A few days later the parties returned to the fray. Ming Tian’s petitioning creditor and three other creditors which had supported a winding up were unsurprisingly opposed to any order that could potentially deplete the still hypothetical returns Prentice might ultimately recover.
But the one day VAs were equally motivated to avoid paying the costs of the adjournment application, arguing that the application was the company’s, not their’s and that generally courts have ordered that the costs of adjournment applications made under sections 440A or 467 of the Act be paid for out of the assets of the company.
His honour, who was well aware the unsuccessful VAs were sitting on an indemnity was having none of it.

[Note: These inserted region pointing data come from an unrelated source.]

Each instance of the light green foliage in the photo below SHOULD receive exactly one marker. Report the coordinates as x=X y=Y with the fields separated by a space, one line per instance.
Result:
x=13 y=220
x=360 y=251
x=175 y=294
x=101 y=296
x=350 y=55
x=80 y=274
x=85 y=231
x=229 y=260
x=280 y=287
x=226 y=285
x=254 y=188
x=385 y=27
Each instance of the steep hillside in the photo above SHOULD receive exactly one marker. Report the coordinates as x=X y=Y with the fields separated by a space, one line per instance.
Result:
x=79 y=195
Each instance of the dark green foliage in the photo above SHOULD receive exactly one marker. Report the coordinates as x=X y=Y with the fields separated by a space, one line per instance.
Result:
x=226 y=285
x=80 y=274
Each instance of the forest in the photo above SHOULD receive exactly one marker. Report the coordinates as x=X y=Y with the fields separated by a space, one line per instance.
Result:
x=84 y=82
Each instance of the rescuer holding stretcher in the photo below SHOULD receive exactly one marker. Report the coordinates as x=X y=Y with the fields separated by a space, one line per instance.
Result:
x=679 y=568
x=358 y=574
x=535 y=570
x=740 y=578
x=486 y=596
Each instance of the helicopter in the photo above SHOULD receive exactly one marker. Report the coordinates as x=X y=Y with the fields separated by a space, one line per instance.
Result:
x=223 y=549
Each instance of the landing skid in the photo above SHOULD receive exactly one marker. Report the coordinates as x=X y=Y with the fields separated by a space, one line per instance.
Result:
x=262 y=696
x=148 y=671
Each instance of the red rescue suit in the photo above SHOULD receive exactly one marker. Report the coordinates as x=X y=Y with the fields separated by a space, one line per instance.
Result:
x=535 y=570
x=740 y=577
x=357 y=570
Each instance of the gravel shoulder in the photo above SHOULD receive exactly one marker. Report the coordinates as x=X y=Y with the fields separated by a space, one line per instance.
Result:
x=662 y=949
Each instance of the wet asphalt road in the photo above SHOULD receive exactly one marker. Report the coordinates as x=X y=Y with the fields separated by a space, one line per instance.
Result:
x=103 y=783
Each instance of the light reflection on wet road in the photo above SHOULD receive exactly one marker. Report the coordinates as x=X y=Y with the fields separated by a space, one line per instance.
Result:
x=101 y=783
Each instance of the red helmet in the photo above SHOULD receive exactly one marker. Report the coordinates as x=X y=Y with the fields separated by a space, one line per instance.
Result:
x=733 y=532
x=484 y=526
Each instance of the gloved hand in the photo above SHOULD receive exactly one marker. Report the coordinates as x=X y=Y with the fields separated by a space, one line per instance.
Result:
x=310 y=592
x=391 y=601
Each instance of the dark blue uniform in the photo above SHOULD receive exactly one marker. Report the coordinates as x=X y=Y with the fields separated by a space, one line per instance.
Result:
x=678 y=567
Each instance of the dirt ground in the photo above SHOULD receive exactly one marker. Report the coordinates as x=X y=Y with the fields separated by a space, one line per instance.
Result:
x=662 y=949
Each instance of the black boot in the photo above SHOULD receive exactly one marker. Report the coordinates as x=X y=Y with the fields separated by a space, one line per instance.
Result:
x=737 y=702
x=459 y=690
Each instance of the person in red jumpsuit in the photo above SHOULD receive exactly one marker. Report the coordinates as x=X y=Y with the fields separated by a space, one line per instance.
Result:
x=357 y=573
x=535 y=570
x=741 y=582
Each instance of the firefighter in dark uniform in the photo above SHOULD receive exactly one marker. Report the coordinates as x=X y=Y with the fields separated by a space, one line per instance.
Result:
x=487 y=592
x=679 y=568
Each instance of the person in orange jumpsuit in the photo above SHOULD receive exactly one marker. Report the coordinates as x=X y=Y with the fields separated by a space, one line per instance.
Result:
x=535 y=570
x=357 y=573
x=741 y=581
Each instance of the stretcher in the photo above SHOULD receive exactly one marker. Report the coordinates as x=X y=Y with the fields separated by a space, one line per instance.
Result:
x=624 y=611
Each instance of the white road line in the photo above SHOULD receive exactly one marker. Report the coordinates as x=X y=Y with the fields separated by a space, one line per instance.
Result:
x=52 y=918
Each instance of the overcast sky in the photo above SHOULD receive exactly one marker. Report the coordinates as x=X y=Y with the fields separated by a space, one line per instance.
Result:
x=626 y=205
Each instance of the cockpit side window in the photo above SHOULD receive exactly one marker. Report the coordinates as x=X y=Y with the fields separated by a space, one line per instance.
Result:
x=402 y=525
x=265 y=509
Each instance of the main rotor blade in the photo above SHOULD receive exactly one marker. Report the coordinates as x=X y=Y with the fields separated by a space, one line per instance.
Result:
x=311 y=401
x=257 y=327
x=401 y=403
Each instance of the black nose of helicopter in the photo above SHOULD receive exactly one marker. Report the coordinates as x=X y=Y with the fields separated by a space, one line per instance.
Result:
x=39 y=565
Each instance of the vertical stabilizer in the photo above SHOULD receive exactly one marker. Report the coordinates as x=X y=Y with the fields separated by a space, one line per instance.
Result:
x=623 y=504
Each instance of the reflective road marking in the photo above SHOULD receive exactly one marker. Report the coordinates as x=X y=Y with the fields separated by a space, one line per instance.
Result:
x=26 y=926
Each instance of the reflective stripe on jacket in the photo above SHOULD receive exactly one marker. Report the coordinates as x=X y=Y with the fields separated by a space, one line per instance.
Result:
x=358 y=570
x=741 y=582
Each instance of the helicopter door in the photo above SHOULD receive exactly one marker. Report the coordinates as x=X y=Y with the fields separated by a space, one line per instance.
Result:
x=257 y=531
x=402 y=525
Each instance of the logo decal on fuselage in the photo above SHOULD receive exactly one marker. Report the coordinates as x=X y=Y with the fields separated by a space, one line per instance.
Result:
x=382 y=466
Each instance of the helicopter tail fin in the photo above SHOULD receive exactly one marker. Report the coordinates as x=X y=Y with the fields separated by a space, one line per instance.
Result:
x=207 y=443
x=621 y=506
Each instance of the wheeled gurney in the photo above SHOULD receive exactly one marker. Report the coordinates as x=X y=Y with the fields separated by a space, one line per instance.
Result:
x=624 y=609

“I am satisfied that the order that I originally proposed is the proper order, for three reasons,” the judge said.
“First, Mr Campbell-Wilson’s affidavit had recognised that the Administrators were, in substance, the proponents of the adjournment application.
“Second, as is implicit in my findings, it is difficult to see how the Administrators could have formed the view that the adjournment application was in creditors’ interests, where they had been in office for only a day and the funding of the proposed DOCA depended on a borrowing by another company that Mr Dai did not control of substantially more than a property that it was to acquire was worth, and then diverting the additional amount borrowed (which was previously to be made available to the Company) to Mr Dai to fund the DOCA.
“Third, and importantly, I have referred above to the Administrators’ submission that the costs of the administration would not be to the disadvantage of the Company’s creditors, because Mr Dai had provided a capped indemnity for their costs.
“It would be inconsistent with that submission for Luckyfloor’s costs of the adjournment application now to be borne by creditors as costs in the winding up, rather than by the Administrators who may rely upon the indemnity they had obtained from Mr Dai to meet those costs. For these reasons, I will not vary the costs orders that I made on 19 July 2021.”
Campbell-Wilson yesterday confirmed to iNO that there would be no appeal, saying “all parties were aware of the risks and costs are covered”.
He added that faced with similar circumstances he wouldn’t do anything different. “Creditors should always have a choice,” he said with the caveat that he treats “every potential appointment based on its circumstances”.